# Evercoat Marine Gel Coat Scratch Patch - any good?



## jarcher (Jul 29, 2008)

Hi All...

I picked up two tubes of Evercoat Marine Gel Coat Scratch Patch today at Boater's World, one in white and the other in Buff/beige. I'm not sure which will match my hull better and if I try this stuff I'll start on an inconspicuous area. I could mix it as well for better color match.

The package says "No catalysts, long lasting, no sanding, blah blah blah"

To apply, it basically says you just fill the chip or scratch with a little extra, wait 15 minutes, use the included plastic knife to smooth it level, then let it dry for 30 more minutes. Then wax.

Seems too good to be true and I expect there is a trade off somewhere. 

Does anyone have any comments?

Thanks...


----------



## dbruce85 (Aug 17, 2007)

I purchased a Evercote Gelcote repair kit. Which was a tube of clear gelcote, hardner and some color tubes.
I fixed about 8 or 10 chips, some about the size of a dime.
All turned out ok, some you cannot see unless you knew where they were and looked very close, others are a little more apparent, but then other than trying to follow instructions, I didn't know what I was doing.
The hardest part was matching the color, white is not white. The smallest amount of color made a huge difference.
I cleaned the areas with acetone before I started, sealed with wax paper to cure and sanded as per instructions. Last sanding was wet with 2000 grit.
Had I paid to have them professionaly done, I am sure they would have been perfect. Then again I have a 33 year old boat not a new one


----------



## jarcher (Jul 29, 2008)

Thanks for the info. I guess the thing to do is give it a try. I'm glad to hear you got good results with no experience, because I'm in the same boat 

I looked again at my chips today and they were deeper than I remembered. I think I'll cut them back a bit, fill with epoxy and then gel over that. I'll start with the sink. 

I'm also thinking these repairs are good winter projects, or early spring once the temp is over 60 deg. We're supposed to have a very nice weekend, so once I get to the boat I won't be doing repairs!


----------



## solar (Mar 11, 2000)

*Evercoat Marine Gel Coat scratch patch tube - Not good*

I purchased a tube of this stuff at Bass Pro (white) and another at West Marine (buff) to repair one scratch about 4" long on my powerboat. I scratched the crack as indicated in their video at Jamestown brother, including feathering the edge with 150 grit. I applied the stuff and waited 15 mins. The stuff came off with the scraper all still wet. Did it again and waited 30 mins. This time it did not all come off but it was still wet and left the scar showing.
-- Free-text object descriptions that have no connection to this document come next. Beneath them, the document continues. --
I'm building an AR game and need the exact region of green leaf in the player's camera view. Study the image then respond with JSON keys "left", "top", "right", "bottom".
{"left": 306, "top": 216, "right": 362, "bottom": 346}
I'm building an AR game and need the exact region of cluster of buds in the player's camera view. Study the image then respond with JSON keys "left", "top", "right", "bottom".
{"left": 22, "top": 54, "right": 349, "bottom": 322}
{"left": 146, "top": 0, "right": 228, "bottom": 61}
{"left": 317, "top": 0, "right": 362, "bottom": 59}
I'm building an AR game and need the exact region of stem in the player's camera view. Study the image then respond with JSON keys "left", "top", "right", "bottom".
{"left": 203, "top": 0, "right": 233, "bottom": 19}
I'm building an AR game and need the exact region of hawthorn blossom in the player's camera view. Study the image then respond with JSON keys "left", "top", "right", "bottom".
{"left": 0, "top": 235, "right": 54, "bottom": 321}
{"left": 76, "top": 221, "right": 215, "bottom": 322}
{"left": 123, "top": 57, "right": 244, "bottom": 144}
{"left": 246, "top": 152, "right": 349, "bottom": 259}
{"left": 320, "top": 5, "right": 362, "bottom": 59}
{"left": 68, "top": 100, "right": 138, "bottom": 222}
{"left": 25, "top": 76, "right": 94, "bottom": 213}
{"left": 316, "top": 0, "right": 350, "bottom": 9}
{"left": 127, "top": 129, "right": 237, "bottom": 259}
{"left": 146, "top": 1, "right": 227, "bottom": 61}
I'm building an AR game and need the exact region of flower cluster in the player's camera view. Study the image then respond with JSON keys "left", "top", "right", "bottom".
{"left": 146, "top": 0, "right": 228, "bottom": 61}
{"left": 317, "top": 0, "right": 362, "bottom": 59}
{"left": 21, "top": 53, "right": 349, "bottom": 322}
The stuff refuses to harden even in direct sunlight. I tried again, placed a lil too much on one side so I could test it, this time waited two days and tested the patch. It was still not dry. Gonna give it another day.

Day 3 and the stuff is still wet out in the sun.

Day 4 the stuff is now goey but not dry.

Day 5 Ripped the junk off and used bondo. Bondo dried and then I sanded and it looks good. Now I need to paint it with MinCraft OEM gel coat spray and it will be all done.

Suggestion: Don't buy this stuff. It has a shelf life and is way past shelf life at all boating store. It will never harden.. Get the bondo and don't listent to all the boating experts that work for Evercoat and don't disclose it.

If you don't like bondo try Marine Tex.


----------



## 14432 (Oct 24, 2006)

I second the use of Marine Tex for repairing gelcoat. Have used it with the Evercoat color stuff and it worked fine. Color matching was a challenge and caused right much waste but I finally got it close enough - "off white".

My experience shows that both Marine Tex and the Evercoat repair gelcoat tend to yellow faster than original gelcoat.


----------



## sailingdog (Mar 19, 2006)

IIRC, MarineTex will yellow because it is a non-uv tolerant epoxy. It really needs to be painted or gelcoated and isn't meant to be used unprotected IIRC.



14432 said:


> I second the use of Marine Tex for repairing gelcoat. Have used it with the Evercoat color stuff and it worked fine. Color matching was a challenge and caused right much waste but I finally got it close enough - "off white".
> 
> My experience shows that both Marine Tex and the Evercoat repair gelcoat tend to yellow faster than original gelcoat.


----------